Andreas Breitfeld, si on est un sportif amateur, que peut-on apprendre

de Zlatan? «Le froid, c’est génial. En principe, ça peut être bénéfique pour tout le monde ou presque de s’y mettre. Une parfaite entrée en matière, c’est le livre de Josephine Worseck, Die Heilkraft der Kälte (trad. Les vertus curatives du froid). Pour les sportifs, le timing est essentiel. Pour faire simple: dans un objectif de prise de muscle, il ne faut pas s’exposer au froid juste après l’entraînement. Pour récupérer plus rapidement, en revanche, c’est l’idéal. Prendre une douche froide d’au moins trois minutes le matin, c’est excellent pour la santé à plus d’un titre. Les débutants peuvent opter pour des douches moins longues, ou bien alterner entre chaud et froid.»

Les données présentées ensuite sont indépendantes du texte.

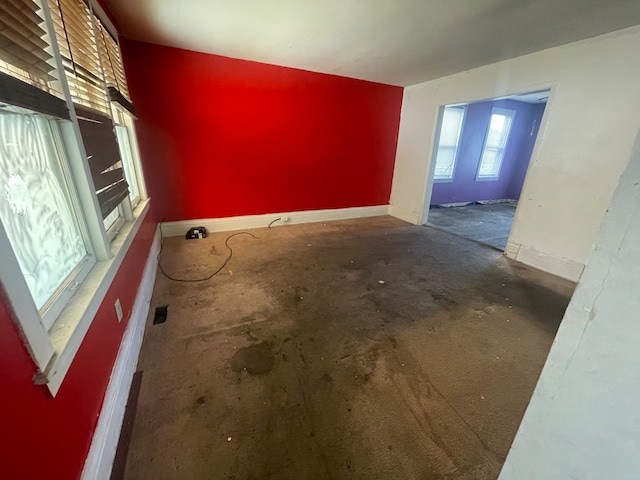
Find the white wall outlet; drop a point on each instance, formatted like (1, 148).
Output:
(118, 310)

Zlatan Ibrahimović, 39 ans, mise sur sa chambre cryogénique, une chambre congélo, pour se régénérer.

Serge Gnabry L'attaquant- pianiste

Gnabry travaille énormément avec Lars Lienhard, coach en neuro-training sportif. Les sessions d’entraînement peuvent paraître étranges – il secoue la tête, fait des exercices spéciaux avec les doigts, les mains et les yeux – mais ça fonctionne: la discipline innovante du neuro-training sportif améliore la coordination, la perception spatiale et l’habileté. Gnabry veille à la qualité de son sommeil, s’inspire des biographies de personnalités ayant réussi et prend des cours de piano. Son conseiller, Hannes Winzer: «Avant, Serge avait tendance à se blesser. Aujourd’hui, il joue entre 40 et 50 matches par saison et il est rarement forfait. Mais Serge est un bosseur. Il a appris à considérer son corps comme un temple.» Et la pratique du piano? Winzer: «Apprendre à jouer du piano, ça améliore le sens du rythme, et ça crée de nouvelles manières de connecter et de contrôler les synapses. Et c’est ce qui fait de Serge un meilleur joueur.»

Andreas Breitfeld, si on est un sportif amateur, que peut-on apprendre de

Serge Gnabry? «C’est vraiment une super approche du biohacking que propose Hannes Winzer. Faire de la musique favorise la connexion entre les différentes zones du cerveau. En pratique, cela contribue à améliorer l’équilibre et la coordination gauche-droite, et à faire un rééquilibrage entre pied fort et pied faible. Jouer du piano est une approche exigeante du neuro-training sportif.»

Serge Gnabry, 25 ans, améliore son équilibre et sa coordination gauche-droite en jouant du piano.

Cristiano Ronaldo L’homme qui dort six fois par jour

Le rythme de sommeil de Ronaldo avant un gros match est mythique: il fait six siestes de 90 minutes réparties sur 24 heures (avec un pyjama propre à chaque sieste). Et ces jours-là, il prend six repas: un petit-déjeuner, deux déjeuners, une collation et deux dîners. Bien sûr, en bon perfectionniste, il ne se prive pas des bienfaits de la cryothérapie. Ronaldo s’est fait installer un cryosauna d’une valeur de 55000 dollars chez lui.

Andreas Breitfeld, si on est un sportif amateur, que peut-on apprendre de Cristiano Ronaldo?

«Le sommeil polyphasique est super efficace. Ça ne fait aucun doute, il y a eu de nombreuses recherches sur le sujet. L’inconvénient, c’est que, pour le commun des mortels, c’est infaisable. S’endormir six fois par jour à heures fixes, ce n’est compatible ni avec un travail un tant soit peu normal ni avec une vie de famille raisonnablement agréable. Sept à huit heures d’un bon sommeil nocturne suffisent largement. L’idéal est de dormir dans une chambre fraîche complètement dans le noir.»